4. Harriet Tubman Underground Railroad Byway, Maryland
Harriet Tubman led her passengers on the Underground Railroad through Maryland and across the eastern shore of the Chesapeake Bay, now connected in a historical trail known as the Harriet Tubman Underground Railroad Byway. The byway connects a number of railroad sites in Dorchester and Caroline Counties, and contains both flat, quiet roads for leisurely pedaling as well as off-road areas for more adventurous mountain bikers.
Maryland is where Harriet Tubman was born, and it’s also home to the houses, farms, and churches where she stopped while bravely bringing family members and friends to freedom -- remarkably never losing a single passenger. Be sure to visit the Harriet Tubman Museum in Cambridge, Maryland, where docents share emotional stories about Tubman’s life and work.

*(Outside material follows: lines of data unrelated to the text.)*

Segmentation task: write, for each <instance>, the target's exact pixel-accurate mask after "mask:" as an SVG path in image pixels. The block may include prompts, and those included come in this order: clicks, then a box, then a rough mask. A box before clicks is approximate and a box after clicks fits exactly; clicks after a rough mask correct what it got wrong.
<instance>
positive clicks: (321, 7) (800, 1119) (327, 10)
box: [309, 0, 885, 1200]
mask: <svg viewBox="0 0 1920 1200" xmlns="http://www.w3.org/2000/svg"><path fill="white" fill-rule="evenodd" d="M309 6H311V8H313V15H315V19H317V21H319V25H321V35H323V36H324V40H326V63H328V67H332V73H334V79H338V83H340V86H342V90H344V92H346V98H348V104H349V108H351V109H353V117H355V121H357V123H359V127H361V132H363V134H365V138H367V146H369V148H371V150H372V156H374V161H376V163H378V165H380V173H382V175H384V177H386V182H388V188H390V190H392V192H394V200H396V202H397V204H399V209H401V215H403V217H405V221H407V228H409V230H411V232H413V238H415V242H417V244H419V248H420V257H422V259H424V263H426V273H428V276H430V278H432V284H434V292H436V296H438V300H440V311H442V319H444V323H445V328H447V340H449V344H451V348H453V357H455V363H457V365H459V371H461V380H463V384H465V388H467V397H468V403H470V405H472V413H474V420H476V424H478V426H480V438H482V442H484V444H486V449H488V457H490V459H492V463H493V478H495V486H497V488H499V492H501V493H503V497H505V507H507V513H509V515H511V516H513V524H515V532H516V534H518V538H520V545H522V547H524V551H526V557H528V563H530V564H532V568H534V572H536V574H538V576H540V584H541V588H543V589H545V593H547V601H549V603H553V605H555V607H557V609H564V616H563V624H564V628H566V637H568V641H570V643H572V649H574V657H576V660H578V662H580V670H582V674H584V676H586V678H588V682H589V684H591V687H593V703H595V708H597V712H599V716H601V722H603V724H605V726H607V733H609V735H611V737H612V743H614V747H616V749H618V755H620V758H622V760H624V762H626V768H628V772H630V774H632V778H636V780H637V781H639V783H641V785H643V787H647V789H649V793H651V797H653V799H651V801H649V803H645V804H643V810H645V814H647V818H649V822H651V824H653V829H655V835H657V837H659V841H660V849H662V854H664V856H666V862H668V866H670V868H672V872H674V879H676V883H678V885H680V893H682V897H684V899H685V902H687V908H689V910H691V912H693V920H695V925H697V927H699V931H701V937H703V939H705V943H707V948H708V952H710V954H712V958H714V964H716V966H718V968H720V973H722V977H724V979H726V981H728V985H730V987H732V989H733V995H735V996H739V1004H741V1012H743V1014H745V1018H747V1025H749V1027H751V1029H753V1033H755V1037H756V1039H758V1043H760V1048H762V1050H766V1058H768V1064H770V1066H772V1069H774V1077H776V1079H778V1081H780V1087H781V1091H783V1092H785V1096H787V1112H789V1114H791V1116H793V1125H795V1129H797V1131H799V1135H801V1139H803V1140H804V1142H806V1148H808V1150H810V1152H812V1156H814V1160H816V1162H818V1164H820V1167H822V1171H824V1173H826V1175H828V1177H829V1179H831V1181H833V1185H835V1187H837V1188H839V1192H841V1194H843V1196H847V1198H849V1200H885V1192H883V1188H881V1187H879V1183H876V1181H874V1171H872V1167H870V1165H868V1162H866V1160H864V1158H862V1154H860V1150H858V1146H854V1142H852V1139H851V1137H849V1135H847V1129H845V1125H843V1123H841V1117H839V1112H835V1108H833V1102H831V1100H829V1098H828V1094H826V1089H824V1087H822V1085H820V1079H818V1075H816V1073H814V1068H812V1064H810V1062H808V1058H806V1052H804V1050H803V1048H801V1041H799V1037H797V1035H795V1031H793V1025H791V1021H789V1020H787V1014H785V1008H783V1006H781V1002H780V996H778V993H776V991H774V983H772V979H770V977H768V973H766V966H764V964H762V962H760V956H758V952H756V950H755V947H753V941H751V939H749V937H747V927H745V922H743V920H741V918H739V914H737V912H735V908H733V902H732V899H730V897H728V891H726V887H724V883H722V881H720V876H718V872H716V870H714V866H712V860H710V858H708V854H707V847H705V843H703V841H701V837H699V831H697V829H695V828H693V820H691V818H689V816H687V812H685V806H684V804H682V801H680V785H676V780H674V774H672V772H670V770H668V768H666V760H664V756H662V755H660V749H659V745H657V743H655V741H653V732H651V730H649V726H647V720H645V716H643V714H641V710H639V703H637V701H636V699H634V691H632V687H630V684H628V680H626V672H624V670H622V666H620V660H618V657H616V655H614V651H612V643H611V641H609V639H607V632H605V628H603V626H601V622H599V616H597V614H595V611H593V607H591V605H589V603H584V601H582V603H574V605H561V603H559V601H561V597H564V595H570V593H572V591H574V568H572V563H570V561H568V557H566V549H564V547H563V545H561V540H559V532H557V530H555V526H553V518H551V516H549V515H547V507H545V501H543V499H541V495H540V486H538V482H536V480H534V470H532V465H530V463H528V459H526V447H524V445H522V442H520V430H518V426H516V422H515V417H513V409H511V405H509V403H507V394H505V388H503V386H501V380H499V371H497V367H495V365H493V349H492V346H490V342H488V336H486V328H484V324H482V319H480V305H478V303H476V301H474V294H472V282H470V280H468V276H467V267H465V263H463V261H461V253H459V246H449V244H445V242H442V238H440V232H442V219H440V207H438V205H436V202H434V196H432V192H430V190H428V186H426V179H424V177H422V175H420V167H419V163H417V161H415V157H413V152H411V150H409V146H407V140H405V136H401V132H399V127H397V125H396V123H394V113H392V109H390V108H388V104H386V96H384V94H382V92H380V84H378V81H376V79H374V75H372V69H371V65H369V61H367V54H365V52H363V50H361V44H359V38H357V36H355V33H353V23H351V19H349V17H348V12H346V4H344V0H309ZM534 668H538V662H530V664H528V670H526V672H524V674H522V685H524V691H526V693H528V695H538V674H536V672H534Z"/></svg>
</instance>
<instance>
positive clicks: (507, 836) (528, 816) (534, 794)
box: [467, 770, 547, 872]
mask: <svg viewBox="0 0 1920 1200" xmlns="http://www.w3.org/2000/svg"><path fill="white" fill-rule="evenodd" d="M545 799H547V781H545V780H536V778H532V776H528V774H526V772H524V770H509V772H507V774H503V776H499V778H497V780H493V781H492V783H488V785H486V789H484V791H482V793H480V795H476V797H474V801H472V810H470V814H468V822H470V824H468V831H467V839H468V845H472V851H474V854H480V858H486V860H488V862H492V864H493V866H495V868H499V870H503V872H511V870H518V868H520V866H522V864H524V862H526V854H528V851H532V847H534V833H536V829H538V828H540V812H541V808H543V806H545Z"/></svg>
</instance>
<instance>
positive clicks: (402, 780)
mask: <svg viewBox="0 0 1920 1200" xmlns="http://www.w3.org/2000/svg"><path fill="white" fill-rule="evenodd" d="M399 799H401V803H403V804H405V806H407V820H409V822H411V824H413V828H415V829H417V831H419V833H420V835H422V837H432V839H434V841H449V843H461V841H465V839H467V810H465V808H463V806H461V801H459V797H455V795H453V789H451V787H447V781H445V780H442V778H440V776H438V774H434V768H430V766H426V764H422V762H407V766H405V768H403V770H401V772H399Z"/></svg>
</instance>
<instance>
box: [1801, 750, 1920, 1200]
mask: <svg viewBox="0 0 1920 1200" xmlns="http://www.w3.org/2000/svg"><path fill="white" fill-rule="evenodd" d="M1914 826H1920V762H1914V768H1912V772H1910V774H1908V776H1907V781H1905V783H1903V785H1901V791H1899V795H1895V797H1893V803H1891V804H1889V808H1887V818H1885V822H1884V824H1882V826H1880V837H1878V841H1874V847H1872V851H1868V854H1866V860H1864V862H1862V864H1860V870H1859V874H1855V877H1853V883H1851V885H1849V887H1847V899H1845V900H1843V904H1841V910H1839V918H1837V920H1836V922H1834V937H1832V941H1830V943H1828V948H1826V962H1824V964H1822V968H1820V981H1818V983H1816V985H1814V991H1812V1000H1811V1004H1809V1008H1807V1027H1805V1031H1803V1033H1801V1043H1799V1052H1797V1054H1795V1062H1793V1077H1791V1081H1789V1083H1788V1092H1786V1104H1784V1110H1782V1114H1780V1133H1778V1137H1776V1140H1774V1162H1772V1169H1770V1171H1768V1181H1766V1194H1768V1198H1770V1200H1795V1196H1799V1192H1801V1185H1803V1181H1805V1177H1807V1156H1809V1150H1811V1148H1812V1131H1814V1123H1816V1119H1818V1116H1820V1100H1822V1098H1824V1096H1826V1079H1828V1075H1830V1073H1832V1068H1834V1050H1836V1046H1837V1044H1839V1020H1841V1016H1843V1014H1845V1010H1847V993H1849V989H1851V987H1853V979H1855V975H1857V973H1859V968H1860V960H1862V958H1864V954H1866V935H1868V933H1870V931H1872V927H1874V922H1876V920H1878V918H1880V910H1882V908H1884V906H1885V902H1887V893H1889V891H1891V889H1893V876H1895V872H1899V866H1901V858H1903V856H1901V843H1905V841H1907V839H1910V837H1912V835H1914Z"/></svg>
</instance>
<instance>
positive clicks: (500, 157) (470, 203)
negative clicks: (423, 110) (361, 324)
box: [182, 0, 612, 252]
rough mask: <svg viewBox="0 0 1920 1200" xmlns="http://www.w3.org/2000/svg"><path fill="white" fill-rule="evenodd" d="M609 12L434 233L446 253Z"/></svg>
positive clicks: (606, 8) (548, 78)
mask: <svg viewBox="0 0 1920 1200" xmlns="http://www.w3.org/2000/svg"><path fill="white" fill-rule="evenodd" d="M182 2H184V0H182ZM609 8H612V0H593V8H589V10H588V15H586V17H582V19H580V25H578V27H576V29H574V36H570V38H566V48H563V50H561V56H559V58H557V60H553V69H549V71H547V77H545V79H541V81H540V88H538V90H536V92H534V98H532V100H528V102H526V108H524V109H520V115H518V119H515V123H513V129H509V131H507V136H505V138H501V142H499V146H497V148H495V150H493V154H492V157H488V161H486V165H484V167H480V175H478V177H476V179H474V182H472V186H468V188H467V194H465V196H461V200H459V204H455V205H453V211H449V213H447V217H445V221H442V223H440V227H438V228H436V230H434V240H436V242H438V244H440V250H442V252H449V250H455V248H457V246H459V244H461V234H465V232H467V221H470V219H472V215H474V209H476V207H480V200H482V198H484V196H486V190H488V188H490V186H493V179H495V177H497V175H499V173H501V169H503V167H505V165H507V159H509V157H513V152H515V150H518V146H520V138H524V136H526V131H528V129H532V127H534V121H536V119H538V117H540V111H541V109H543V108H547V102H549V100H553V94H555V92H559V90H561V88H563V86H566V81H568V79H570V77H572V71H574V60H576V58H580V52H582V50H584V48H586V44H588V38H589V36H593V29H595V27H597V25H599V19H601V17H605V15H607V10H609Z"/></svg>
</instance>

5. Trinity Trails, Fort Worth, Texas
Although Fort Worth is usually associated with rodeos and horses, there are plenty of places to pedal around the city. To access the historical treasures of the National Cowgirl Museum and Hall of Fame, bike the Trinity Trails, 40 miles of easy paved trails that run through central Fort Worth to other smaller trails throughout the city. One popular trailhead runs through the verdant Fort Worth Botanic Garden, just around the corner from the National Cowgirl Museum.
The National Cowgirl Museum and Hall of Fame is the only museum in the country -- and in the world, for that matter -- that’s dedicated to the women of the American West. But cowgirls and ranchers aren’t the only ones highlighted here (although the museum does a great job honoring those daring women). Artists, writers, and musicians -- everyone from Laura Ingalls Wilder to Georgia O’Keefe to Patsy Cline -- are celebrated for “exemplifying the spirit of the West.”